SEC Proposes Rules Re Canadians' Retirement AccountsWashington, DC, March 31, 1999 - On March 19, 1999, the U.S. Securities and Exchange Commission proposed exemptive rules under the federal securities laws to permit Canadians who reside in the U.S. or who are temporarily present in the U.S. to purchase Canadian securities, including Canadian mutual funds, for their Canadian retirement accounts. The proposals respond to issues raised in a rulemaking petition filed with the Commission by the Investment Funds Institute of Canada. Comments on the proposals are due to the Commission by May 28, 1999. There are three parts to the Commission's proposal: - Proposed rule 237 under the Securities Act of 1933 would permit foreign securities to be offered to Canadians in the US and sold to their Canadian tax-deferred retirement accounts without being registered under the 1933 Act.
- Proposed rule 7d-2 would allow Canadian investment companies to be offered and sold to Canadians in the US for purchase through their tax-deferred retirement accounts without being registered under the Investment Company Act of 1940.
- A proposed amendment to Exchange Act rule 12g3-2 would provide that participants who hold shares of a foreign private issuer only through their Canadian retirement accounts do not have to be counted in determining whether the issuer has fewer than 300 shareholders who reside in the US.

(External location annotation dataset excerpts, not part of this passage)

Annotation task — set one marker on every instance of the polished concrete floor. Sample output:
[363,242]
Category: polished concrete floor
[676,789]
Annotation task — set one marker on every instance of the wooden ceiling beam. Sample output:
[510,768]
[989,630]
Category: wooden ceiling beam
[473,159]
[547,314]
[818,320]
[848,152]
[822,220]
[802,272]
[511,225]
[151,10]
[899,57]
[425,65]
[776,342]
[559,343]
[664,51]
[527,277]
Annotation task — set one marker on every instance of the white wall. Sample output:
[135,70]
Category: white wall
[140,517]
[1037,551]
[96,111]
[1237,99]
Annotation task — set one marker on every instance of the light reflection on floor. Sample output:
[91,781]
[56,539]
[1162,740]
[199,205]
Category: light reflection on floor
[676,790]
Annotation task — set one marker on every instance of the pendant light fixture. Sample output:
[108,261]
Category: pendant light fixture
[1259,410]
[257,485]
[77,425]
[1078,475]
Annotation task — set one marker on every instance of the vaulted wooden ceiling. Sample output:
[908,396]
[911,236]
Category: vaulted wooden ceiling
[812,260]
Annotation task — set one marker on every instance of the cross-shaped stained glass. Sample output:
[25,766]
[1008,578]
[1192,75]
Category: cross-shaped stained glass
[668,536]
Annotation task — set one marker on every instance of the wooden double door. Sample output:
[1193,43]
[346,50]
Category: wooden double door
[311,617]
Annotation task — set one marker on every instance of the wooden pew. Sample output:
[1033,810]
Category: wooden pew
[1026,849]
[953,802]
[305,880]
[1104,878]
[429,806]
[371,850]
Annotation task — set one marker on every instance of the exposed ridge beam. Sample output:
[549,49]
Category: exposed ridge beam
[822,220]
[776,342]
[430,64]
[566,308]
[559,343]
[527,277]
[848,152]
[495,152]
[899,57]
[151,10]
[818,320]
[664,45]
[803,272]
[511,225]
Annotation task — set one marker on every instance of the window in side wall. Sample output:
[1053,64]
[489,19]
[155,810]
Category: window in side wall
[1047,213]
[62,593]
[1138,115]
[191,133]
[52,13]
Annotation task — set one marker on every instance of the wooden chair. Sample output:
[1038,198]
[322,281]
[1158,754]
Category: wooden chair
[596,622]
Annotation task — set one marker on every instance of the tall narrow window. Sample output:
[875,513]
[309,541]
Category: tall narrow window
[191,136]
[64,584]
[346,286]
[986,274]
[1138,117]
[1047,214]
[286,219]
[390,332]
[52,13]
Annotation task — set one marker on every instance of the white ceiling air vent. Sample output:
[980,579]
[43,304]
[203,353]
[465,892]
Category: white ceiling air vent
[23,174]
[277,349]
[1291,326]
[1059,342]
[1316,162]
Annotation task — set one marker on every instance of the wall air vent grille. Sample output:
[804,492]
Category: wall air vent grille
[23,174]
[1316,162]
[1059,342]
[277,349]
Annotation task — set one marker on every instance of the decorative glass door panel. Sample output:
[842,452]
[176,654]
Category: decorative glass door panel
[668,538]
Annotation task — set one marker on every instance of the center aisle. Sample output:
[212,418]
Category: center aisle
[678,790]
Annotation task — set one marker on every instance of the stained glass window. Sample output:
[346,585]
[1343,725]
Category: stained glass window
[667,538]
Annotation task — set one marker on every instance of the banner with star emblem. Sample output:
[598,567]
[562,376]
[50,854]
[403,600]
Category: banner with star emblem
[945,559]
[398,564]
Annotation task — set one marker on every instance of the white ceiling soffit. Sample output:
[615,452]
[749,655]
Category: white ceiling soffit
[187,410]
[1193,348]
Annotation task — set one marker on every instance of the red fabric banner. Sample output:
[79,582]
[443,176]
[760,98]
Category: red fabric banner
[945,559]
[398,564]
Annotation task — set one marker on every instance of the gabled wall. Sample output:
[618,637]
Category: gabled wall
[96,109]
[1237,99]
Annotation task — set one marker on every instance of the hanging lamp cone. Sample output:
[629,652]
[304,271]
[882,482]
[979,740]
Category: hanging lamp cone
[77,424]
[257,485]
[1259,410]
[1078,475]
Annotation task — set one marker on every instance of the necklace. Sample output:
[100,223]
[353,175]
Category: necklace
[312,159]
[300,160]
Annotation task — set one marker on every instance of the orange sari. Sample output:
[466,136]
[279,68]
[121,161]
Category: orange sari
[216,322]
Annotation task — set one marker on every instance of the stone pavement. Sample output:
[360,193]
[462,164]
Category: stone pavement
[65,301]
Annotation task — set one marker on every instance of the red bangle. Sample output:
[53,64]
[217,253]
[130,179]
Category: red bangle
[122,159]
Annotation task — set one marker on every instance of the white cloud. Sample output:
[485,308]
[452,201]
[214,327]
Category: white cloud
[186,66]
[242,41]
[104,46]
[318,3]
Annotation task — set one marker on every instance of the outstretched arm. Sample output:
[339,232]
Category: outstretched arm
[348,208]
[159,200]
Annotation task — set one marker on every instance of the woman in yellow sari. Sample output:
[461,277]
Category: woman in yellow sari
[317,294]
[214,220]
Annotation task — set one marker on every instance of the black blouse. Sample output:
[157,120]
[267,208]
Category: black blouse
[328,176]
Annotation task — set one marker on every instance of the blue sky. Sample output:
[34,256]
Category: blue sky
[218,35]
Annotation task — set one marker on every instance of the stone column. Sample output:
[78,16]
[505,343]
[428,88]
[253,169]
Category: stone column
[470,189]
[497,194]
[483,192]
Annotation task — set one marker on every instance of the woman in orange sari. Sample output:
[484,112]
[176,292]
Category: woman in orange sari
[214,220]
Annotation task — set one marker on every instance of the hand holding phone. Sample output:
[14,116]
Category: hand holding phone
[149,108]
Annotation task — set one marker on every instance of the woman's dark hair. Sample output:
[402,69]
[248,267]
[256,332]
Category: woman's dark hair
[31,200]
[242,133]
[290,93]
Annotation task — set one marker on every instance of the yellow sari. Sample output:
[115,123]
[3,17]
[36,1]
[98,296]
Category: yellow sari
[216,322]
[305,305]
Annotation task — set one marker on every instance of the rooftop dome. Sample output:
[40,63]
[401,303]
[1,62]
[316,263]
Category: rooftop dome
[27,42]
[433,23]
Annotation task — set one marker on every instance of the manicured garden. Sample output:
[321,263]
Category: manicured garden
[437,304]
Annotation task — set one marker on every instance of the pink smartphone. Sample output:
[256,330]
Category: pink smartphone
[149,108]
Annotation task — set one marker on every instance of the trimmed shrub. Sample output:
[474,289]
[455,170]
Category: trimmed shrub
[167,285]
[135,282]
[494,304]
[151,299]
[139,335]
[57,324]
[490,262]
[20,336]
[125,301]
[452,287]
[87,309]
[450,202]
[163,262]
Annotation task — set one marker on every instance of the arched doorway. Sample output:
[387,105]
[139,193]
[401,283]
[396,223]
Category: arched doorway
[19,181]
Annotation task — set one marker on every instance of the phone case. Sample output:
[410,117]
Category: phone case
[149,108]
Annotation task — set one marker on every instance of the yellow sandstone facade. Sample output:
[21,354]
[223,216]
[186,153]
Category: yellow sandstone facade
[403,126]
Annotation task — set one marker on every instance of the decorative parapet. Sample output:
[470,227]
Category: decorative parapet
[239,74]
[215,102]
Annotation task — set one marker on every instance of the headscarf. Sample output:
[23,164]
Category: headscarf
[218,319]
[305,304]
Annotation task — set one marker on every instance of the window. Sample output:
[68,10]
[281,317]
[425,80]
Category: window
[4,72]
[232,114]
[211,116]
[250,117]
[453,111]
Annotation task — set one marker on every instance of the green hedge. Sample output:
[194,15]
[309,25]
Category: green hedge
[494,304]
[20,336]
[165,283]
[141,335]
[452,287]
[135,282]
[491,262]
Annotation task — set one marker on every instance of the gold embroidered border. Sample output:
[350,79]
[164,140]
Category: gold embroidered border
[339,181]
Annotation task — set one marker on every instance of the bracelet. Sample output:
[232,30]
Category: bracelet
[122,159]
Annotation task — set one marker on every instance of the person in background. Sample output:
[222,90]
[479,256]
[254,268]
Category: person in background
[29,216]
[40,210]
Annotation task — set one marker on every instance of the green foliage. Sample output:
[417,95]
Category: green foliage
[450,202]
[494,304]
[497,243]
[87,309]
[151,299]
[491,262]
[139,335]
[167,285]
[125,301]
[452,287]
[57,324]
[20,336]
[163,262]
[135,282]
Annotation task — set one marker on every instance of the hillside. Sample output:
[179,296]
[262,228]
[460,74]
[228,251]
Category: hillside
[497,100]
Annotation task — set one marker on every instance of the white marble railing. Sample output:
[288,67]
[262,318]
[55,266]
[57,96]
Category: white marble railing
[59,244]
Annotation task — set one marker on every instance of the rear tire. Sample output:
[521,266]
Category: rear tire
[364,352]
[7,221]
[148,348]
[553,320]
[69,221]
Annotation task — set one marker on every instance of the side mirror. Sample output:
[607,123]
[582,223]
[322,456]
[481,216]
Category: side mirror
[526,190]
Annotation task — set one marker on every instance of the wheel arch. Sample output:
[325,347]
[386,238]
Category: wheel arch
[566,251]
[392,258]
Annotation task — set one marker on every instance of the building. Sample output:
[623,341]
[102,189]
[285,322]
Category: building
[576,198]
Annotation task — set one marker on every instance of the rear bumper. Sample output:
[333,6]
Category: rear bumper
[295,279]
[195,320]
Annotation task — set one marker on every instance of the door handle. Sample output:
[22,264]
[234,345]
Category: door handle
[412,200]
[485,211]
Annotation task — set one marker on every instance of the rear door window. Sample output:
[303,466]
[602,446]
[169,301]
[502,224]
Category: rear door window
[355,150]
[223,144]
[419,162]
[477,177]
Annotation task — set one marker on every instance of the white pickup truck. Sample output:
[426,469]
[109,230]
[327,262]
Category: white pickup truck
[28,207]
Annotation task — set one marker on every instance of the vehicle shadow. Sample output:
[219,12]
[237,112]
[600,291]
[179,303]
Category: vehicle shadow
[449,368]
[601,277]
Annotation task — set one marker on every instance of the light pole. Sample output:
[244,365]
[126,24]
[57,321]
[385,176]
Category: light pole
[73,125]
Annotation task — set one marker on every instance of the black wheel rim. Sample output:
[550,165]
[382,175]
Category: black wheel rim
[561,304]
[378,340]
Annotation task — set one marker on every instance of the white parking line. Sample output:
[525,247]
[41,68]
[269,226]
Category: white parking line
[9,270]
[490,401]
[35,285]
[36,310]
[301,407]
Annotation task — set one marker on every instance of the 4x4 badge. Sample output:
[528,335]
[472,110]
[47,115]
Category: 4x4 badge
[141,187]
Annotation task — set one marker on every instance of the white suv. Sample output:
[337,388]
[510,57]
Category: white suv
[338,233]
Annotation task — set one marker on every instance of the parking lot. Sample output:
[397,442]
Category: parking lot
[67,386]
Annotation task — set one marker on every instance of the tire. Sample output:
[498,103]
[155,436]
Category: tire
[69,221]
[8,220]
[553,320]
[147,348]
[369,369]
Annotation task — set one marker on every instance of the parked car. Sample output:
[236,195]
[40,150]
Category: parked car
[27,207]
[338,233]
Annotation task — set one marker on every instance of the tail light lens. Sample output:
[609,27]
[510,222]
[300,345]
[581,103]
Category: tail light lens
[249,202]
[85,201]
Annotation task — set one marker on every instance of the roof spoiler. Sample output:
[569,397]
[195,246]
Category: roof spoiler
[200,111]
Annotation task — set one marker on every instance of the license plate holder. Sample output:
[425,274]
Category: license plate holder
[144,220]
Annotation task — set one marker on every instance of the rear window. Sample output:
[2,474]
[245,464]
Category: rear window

The Canadian retirement accounts covered by the Commission's proposals are self-directed tax-deferred retirement accounts that are similar to U.S. individual retirement accounts. The proposals are intended to allow Canadians who established these accounts while in Canada, and who now reside or are temporarily present in the US, to make changes in the investments in the accounts to meet their individual retirement goals. The proposed relief would not include exemptions from the antifraud provisions of the federal securities laws or from any applicable state laws.